Tuesday, December 13, 2016, 7:00 pm, Room Hau

Au nanogaps have been attractive for the fabrication of single-molecule devices. For this reason, many different approaches of Au nanogaps have been reported, including electromigration [1], break junction [2] and electroplating [3]. We have already reported on fabricating narrower Ni nanogaps by controlling tunnel resistance of the nanogaps using field-emission-induced electromigration. We call this method “activation” [4, 5]. In this report, the application of activation to Au nanogaps is investigated in comparison with that of Ni nanogaps.

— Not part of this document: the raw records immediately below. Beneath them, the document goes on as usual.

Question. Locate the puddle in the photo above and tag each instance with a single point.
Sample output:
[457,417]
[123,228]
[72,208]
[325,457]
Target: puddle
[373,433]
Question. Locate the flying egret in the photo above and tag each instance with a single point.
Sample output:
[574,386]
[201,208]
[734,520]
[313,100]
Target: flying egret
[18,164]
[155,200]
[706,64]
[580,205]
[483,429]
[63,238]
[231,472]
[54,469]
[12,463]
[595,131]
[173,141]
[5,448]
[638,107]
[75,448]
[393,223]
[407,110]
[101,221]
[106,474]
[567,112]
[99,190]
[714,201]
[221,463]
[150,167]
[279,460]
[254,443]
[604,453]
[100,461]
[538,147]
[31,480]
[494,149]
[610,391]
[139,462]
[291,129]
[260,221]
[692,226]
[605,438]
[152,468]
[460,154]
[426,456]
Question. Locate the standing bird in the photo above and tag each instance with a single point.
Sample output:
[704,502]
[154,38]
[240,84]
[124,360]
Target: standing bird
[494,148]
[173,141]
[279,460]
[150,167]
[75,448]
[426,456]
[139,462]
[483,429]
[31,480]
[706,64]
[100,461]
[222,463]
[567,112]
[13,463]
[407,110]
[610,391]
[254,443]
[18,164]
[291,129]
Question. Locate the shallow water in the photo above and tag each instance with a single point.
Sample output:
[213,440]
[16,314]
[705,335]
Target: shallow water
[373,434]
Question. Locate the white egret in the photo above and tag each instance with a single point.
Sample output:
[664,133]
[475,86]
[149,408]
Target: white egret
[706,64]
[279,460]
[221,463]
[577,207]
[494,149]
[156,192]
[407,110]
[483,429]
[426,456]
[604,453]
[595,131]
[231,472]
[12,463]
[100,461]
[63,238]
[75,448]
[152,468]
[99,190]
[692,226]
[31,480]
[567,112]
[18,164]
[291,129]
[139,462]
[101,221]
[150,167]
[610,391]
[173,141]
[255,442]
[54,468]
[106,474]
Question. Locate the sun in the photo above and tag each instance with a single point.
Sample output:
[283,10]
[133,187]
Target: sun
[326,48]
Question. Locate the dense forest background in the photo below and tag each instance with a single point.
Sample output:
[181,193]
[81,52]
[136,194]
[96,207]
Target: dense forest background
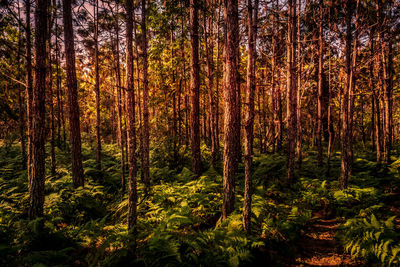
[199,133]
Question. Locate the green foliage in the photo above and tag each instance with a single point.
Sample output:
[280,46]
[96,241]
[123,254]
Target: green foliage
[373,239]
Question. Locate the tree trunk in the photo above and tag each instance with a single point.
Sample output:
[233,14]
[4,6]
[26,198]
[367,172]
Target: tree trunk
[132,198]
[292,91]
[145,136]
[210,82]
[97,83]
[50,100]
[320,84]
[249,125]
[348,99]
[231,122]
[37,173]
[21,99]
[195,88]
[75,136]
[29,92]
[299,92]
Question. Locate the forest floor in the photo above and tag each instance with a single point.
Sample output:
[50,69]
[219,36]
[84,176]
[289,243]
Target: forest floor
[319,247]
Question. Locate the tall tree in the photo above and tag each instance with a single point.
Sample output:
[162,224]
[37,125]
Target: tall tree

Under room temperature and vacuum condition, the activation was applied to initial Au nanogaps with a separation of around 50 nm. The initial Au nanogaps showed high tunnel resistance of more than 500 TΩ. After performing the activation with the preset current I_s of above 300 nA, the tunnel resistance of Au nanogaps gradually decreased to less than 10 MΩ. Activation properties of Au nanogaps are quite similar to those of Ni nanogaps ever reported [4, 5]. Thus, the results imply that the tunnel resistance of Au nanogaps can be controlled in the same way as that of Ni nanogaps using activation.

References

[1] K. Yoshida, K. Shibata, and K. Hirakawa, Phys. Rev. Lett. 115 (2015) 138302.

[2] J. M. van Ruitenbeek, A. Alvarez, I. Pineyro, C. Grahmann, P.Joyez, M. H. Devoret, D. Esteve, and C. Urbina, Rev. Sci. Instrum. 67 (1995) 108-111.

[3] B. Liu, J. Xiang, J. H. Tian, C. Zhong, B. W. Mao, F. Z. Yang, Z. B. Chen, S. T. Wu, and Z. Q. Tian, Electrochim. Acta. 50 (2005) 3041-3047.

[4] S. Kayashima, K. Takahashi, M. Motoyama, and J. Shirakashi, Jpn. J. Appl. Phys. 46 (2007) L907-L909.

[5] W. Kume, Y. Tomoda, M. Hanada, and J. Shirakashi, J Nanosci. Nanotechnol. 10 (2010) 7239-7243.